Their parents are "young" friends of ours, young meaning almost forty, but the wife known to us since before she was born. Our first two sons introduced her to her husband. He is a brilliant pianist who gradually moved instead to managing and is now the owner of Events United, which is a national production company. (I have mentioned him before, reinventing himself and his business during covid, including one of the first online concerts of 2020 by the Dropkick Murphys). And he's the normal one of the two. His darling wife has always had dreams of many children and a big farm - loving husband indulges reluctantly, loving the barn and equipment though does not love farming - now has five homeschooled** children and a ridiculous number of chickens, ducks, goats, horses, sheep - I think the alpacas are gone, only a few of the animals come in the house - and of course dogs and cats. She has a couple of side businesses.  The children now have side businesses of selling cut flowers, making soap, selling eggs, God knows what else. I swear Autumn could skip highschool and just take over her father's company in 2032.  He needs the rest after all this pressure.

* One point seven million dollars, three point one million dollars. Point houses.

**OF COURSE THEY ARE HOMESCHOOLED.  This is multidetermined. Parents are evangelical, lean toward natural living, are musical and entrepreneurial outliers, and unconvinced that the average school district will understand their children. Plus mother just thinks she should, so she does.

4 comments:

Aggie said...

My parents had close friends in Bedford, part of a group that would get together and play bridge every couple of months or so. It started when we lived in Manchester and continued for years after we moved to Massachusetts. There were ski trips as well. Anyway, this family built in Bedford in the 1960s and still lives there. The father was second generation industrialist of a family-owned local company and had the foresight to buy enough land to be able to give some to his kids, to build their homes. Tight knit. He had horses (team draft-type) and so used to work his land, cutting hay and so on - last time I saw them was probably about 20 years ago and they were still hard at it. I hate to see small family farms getting sucked up by developers - I've watched it around my sister's home in Plano for years. Good for these kids!

Douglas2 said...

When we purchased our current home we were required by county law to sign a paper reading in part:

"This disclosure notice is to inform prospective residents that the property they are about to acquire lies partially or wholly within an agricultural district and that farming activities occur within the district. Such farming activities may include, but not be limited to, activities that cause noise, dust, smoke, and odors."

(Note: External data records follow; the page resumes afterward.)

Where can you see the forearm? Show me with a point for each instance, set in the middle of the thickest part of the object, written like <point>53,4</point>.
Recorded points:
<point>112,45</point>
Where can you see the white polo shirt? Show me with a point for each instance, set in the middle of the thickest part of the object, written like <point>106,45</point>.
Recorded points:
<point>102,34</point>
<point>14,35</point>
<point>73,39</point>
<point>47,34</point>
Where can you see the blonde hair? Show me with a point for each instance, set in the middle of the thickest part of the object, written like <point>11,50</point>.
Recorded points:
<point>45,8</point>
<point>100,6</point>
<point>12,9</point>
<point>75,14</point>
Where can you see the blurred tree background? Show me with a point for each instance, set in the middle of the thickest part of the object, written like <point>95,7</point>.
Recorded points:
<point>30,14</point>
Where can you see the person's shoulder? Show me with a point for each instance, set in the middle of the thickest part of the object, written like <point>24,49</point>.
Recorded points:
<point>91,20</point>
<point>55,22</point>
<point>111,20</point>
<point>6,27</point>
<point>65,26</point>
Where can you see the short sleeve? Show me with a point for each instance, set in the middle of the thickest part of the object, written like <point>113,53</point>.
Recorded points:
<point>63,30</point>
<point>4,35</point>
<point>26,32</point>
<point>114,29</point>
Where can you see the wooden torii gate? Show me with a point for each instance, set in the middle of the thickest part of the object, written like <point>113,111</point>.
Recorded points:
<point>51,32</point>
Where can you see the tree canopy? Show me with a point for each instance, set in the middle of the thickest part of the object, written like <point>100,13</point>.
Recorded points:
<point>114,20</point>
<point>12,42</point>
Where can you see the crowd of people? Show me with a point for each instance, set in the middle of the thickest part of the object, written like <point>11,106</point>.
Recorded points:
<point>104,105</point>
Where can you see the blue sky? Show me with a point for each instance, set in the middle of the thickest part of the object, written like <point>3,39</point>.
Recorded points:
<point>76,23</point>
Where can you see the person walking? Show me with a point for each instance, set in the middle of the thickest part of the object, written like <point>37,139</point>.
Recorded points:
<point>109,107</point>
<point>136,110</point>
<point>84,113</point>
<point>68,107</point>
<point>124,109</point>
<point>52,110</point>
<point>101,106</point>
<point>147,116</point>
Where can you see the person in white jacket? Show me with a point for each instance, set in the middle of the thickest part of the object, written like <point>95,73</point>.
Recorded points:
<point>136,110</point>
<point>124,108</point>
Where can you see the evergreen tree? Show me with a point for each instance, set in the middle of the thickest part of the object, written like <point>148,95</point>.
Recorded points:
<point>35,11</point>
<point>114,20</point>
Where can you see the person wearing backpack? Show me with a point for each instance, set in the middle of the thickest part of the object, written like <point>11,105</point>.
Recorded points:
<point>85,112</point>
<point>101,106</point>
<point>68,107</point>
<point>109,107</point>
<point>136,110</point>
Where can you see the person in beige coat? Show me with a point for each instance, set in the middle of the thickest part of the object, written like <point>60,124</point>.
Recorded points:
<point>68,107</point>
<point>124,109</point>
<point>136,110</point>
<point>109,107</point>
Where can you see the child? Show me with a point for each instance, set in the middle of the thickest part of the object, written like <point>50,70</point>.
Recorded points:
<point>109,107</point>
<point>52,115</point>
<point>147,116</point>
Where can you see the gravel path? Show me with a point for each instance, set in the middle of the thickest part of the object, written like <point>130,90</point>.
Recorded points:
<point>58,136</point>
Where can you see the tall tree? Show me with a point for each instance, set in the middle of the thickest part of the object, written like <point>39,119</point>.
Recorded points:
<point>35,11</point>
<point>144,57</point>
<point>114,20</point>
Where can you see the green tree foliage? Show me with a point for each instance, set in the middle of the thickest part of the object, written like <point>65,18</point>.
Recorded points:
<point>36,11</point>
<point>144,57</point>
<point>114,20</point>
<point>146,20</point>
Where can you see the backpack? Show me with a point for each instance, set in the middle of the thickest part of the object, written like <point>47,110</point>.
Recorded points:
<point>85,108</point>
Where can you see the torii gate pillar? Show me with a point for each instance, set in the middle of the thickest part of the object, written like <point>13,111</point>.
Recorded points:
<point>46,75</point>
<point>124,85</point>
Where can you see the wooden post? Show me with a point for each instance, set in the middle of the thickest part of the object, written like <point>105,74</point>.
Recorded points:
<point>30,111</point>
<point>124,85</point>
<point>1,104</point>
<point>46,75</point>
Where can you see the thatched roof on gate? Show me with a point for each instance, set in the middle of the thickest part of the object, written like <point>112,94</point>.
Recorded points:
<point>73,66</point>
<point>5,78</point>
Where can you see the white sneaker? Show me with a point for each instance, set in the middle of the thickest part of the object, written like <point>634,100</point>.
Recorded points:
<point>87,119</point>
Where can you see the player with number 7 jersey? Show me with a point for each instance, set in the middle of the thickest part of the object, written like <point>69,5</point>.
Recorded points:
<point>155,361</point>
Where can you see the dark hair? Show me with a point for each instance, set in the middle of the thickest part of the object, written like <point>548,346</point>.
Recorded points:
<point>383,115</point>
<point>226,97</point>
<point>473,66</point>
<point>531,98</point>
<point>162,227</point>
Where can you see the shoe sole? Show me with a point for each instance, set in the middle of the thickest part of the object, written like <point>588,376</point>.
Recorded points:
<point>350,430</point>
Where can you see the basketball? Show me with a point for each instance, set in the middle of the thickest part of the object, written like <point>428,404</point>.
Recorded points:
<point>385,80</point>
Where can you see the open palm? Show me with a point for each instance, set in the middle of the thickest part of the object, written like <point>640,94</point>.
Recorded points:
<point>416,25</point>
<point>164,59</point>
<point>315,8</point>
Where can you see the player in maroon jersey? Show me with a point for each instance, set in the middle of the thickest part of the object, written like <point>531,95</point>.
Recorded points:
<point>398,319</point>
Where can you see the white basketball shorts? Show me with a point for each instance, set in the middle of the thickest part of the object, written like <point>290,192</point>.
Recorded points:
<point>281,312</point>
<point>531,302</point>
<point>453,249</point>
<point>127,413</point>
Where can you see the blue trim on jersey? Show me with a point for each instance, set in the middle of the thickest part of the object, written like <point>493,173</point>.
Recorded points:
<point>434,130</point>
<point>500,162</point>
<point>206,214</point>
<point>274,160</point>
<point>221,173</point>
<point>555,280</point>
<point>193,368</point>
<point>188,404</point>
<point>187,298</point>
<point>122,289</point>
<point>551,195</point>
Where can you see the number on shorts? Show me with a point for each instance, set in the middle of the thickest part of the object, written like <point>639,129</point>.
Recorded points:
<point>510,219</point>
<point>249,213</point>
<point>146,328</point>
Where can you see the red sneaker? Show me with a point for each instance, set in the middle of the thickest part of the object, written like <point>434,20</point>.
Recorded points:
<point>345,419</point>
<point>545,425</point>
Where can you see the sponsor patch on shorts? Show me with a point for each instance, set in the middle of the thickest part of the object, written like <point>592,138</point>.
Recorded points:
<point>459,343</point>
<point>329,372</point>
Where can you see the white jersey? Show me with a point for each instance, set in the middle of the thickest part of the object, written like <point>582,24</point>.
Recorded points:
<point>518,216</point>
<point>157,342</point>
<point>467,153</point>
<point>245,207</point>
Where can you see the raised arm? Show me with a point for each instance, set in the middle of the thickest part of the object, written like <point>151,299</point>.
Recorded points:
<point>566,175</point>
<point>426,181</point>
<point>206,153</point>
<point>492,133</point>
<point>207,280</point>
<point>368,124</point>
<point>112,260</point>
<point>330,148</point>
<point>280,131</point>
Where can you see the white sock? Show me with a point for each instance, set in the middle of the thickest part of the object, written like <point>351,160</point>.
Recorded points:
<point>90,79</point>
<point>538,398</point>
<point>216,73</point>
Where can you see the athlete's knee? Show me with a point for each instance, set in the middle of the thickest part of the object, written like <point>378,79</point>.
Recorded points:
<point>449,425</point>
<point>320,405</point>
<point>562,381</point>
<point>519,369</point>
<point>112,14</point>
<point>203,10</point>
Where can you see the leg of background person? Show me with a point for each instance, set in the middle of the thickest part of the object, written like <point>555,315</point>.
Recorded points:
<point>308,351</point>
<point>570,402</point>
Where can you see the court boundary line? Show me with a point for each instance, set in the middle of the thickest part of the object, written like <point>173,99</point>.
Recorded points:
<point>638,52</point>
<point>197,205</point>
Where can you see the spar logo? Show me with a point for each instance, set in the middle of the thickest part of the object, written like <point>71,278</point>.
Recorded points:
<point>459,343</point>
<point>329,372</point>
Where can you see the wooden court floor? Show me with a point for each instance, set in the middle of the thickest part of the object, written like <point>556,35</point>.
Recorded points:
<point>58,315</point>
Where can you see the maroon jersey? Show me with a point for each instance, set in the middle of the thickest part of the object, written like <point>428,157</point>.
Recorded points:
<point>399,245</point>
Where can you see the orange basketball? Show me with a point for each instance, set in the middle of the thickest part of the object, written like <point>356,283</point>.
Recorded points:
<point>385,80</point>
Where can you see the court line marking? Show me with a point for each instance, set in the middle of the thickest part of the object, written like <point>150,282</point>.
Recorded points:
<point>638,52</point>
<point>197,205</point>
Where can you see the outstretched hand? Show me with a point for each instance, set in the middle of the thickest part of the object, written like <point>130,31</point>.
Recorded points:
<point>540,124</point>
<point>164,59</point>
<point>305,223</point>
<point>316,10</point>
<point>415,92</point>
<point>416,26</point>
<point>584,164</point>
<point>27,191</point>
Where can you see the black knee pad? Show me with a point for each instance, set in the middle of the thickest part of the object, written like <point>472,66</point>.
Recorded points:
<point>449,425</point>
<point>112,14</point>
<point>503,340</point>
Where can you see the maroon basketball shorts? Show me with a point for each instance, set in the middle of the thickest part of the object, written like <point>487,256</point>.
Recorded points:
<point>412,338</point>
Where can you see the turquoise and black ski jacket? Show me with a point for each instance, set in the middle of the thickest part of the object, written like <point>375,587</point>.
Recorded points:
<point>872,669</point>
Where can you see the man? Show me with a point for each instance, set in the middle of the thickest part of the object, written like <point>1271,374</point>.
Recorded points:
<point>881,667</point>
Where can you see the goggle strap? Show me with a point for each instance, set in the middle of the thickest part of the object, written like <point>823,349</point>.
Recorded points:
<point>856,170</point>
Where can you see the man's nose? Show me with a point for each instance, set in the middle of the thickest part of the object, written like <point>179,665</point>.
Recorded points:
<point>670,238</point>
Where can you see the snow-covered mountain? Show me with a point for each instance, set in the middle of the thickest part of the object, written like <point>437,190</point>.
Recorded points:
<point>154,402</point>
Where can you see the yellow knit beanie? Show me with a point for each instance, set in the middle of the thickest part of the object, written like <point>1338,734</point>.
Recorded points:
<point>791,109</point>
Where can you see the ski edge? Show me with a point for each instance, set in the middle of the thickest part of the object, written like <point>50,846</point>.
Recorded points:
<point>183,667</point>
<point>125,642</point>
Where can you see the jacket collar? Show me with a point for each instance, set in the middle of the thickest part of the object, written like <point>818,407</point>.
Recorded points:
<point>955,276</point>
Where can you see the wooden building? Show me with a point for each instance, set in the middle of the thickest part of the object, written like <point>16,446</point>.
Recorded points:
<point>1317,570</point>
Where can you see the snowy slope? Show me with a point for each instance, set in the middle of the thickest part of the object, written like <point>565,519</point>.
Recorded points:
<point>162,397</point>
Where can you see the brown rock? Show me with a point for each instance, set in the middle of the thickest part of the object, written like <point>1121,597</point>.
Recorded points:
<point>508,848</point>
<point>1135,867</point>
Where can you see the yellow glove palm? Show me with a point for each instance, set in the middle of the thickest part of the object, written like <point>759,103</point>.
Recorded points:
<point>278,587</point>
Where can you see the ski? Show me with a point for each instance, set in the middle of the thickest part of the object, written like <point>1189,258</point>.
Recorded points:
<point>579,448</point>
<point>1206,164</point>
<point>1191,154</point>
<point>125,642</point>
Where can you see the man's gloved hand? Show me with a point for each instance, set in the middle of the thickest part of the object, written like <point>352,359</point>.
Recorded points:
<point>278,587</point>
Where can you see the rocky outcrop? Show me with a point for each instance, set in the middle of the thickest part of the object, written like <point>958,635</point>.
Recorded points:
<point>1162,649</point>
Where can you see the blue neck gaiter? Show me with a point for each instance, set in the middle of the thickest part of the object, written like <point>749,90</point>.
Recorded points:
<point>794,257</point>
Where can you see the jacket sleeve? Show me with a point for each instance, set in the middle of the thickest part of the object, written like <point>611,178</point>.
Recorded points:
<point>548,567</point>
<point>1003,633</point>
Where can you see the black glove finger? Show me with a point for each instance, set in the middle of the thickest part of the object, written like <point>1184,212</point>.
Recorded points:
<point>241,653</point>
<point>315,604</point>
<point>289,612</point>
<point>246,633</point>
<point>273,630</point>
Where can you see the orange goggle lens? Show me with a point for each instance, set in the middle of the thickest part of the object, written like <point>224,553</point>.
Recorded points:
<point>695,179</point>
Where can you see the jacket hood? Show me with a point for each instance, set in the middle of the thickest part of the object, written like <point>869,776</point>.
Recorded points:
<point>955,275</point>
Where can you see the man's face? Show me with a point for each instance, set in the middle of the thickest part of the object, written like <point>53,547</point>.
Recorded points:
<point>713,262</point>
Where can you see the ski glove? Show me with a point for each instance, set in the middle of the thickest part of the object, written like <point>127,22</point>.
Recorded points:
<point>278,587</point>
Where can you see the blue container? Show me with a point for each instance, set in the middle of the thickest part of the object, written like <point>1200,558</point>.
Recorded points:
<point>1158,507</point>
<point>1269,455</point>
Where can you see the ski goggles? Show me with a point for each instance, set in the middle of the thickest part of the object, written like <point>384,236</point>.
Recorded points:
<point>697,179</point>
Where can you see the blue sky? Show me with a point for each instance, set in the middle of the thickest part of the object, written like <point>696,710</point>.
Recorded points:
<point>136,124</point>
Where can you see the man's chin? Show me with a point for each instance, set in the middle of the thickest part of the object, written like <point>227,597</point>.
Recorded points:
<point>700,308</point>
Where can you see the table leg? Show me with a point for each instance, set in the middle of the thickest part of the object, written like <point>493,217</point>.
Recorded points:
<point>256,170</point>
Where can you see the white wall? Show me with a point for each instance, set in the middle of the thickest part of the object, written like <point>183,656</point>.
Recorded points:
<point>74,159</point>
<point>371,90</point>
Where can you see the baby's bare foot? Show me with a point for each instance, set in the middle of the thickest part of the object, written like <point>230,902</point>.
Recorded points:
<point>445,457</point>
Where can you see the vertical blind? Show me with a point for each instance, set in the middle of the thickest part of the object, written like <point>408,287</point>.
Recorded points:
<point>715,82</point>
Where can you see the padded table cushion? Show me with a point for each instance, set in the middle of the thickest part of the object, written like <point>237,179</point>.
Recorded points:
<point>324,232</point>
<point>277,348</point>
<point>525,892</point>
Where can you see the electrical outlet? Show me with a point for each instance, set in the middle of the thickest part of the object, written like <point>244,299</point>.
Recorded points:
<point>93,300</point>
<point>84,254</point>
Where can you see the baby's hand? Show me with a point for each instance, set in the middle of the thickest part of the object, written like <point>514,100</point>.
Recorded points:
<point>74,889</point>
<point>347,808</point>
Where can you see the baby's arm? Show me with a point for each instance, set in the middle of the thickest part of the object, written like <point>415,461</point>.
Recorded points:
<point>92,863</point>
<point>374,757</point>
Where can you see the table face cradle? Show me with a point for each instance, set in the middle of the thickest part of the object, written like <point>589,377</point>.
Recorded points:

Early on in our tenure here, on one occasion I arrived home from work, and when I exited the car I farted. I found myself enveloped in a miasma that had me wondering what ON EARTH I had eaten to cause such a smell, and then my brain started working and I understood that the wind must be coming from the direction of someone's foul manure pit. It was just happenstance that I passed gas at the moment when I'd be opening the car-door to notice the oder coming from upwind.

Grim said...

Even grown to womanhood, farm girls are hard to deny anything. This is how I ended up with horses and numerous plantings of gardens and fields; and how I may end up with chickens in the springtime.

Assistant Village Idiot said...

My grandfather was an egg farmer with 300+ chickens in his coop, and I still remember that it took a few days to adjust to 4AM wake times when I would go down to visit him. Plus shooting garden-eating animals at what seemed to me random moments.

Still, nothing like dealing with his second wife, the original cat lady of the 1960s - including magazines with kittens in baskets with balls of yarn looking cunnin' in her words.